We were misled. We were deceived. We were lied to.

The cost: 4,400 dead, 35,000 wounded, $700 billion sunk.

“Much has changed since that night” we marched into Iraq, said President Obama. “A war to disarm a state became a fight against an insurgency. Terrorism and sectarian warfare threatened to tear Iraq apart. Thousands of Americans gave their lives. Tens of thousands have been wounded. Our relations abroad were strained. Our unity at home was tested.”

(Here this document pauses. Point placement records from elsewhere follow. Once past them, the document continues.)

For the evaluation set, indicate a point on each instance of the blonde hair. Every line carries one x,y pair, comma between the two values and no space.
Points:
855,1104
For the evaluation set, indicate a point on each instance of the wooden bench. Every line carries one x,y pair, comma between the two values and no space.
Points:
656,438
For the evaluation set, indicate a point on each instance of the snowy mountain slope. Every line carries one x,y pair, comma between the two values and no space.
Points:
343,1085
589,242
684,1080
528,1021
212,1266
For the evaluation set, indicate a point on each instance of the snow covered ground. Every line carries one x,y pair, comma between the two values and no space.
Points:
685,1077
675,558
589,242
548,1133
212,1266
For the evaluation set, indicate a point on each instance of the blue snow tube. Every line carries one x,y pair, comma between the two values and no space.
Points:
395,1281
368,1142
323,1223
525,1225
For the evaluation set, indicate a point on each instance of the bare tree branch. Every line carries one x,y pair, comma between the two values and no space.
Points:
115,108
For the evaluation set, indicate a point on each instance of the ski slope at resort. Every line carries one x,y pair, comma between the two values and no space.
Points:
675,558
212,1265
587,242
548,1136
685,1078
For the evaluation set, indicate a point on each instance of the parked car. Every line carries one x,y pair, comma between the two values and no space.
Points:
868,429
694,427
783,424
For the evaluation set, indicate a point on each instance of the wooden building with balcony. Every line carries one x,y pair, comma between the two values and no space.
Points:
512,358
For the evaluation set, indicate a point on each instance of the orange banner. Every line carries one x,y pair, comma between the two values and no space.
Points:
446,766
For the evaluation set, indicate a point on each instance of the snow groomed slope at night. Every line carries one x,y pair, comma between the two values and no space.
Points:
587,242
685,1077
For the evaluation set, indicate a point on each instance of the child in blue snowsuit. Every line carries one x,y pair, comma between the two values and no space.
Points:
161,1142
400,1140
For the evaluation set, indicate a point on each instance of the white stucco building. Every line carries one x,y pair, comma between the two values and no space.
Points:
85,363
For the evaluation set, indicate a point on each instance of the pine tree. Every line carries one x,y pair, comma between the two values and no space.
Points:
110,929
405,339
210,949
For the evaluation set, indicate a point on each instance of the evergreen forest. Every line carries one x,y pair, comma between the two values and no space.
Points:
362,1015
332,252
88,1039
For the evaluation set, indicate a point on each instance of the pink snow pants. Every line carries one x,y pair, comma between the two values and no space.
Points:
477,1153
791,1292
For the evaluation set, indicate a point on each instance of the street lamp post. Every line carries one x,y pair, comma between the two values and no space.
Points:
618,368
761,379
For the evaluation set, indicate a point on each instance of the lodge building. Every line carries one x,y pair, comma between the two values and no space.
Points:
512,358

Estimates of Iraqi war dead run from 70,000 to 100,000, which means hundreds of thousands of Iraqi widows and orphans. Christians have seen priests murdered, churches burned and half their number driven into exile. Four million Iraqis have left or lost their homes. Two million are in exile, as Baghdad has been cleansed of Sunnis. Al Qaeda was not in Iraq under Saddam. It is there now.

“Time to turn the page,” said President Obama.

How does Iraq turn the page, as we retreat to secure bases and prepare to bring home the last 50,000 troops?

Terrorism has returned. Iraq’s casualties are back up to where they were before the U.S. surge. Electricity is off much of the time. Six months after elections, no government exists. The Iraqi dead, wounded, widowed, orphaned, homeless and exiled are surely not better off.

What about those we leave behind? What happens to Iraqis who worked with us when we leave? How did our Vietnamese friends fare? What kind of future will Iraqis have, if civil and sectarian war return?

That our soldiers, Marines, diplomats and aid workers did their jobs bravely and honorably is understood by their countrymen — and attested to by the fact the U.S. military is the most respected of our institutions.

But was the war worth it? Some 72 percent of Americans said in a recent CBS poll that it was not worth the price in U.S. war dead.

What does the secretary of defense think?

“It really requires a historian’s perspective in terms of what happens here in the long run,” says Robert Gates. “How it all weighs in the balance over time remains to be seen.” A seven-year war, and our minister of defense cannot declare that it was all worth it.

But if America is not a certain winner from this war, who is?

Iran saw its great enemy Saddam removed and its Shia allies come to power in Baghdad. Osama bin Laden saw America bled by wars in Afghanistan, Iraq, Pakistan and perhaps Iran, as al Qaeda has spread to Yemen, Somalia and North Africa.

And as America was tied down in the Long War, China emerged as the world’s No. 1 auto producer, No. 1 manufacturer, No. 1 exporter and No. 2 economy.

Meanwhile, The Washington Times reports,

“The federal government has posted signs along a major interstate highway in Arizona, more than 100 miles north of the U.S.-Mexico border, warning travelers the area is unsafe because of drug and alien smugglers, and a local sheriff says Mexican drug cartels now control some parts of the state.”

What does it profit America if we save Anbar and lose Arizona?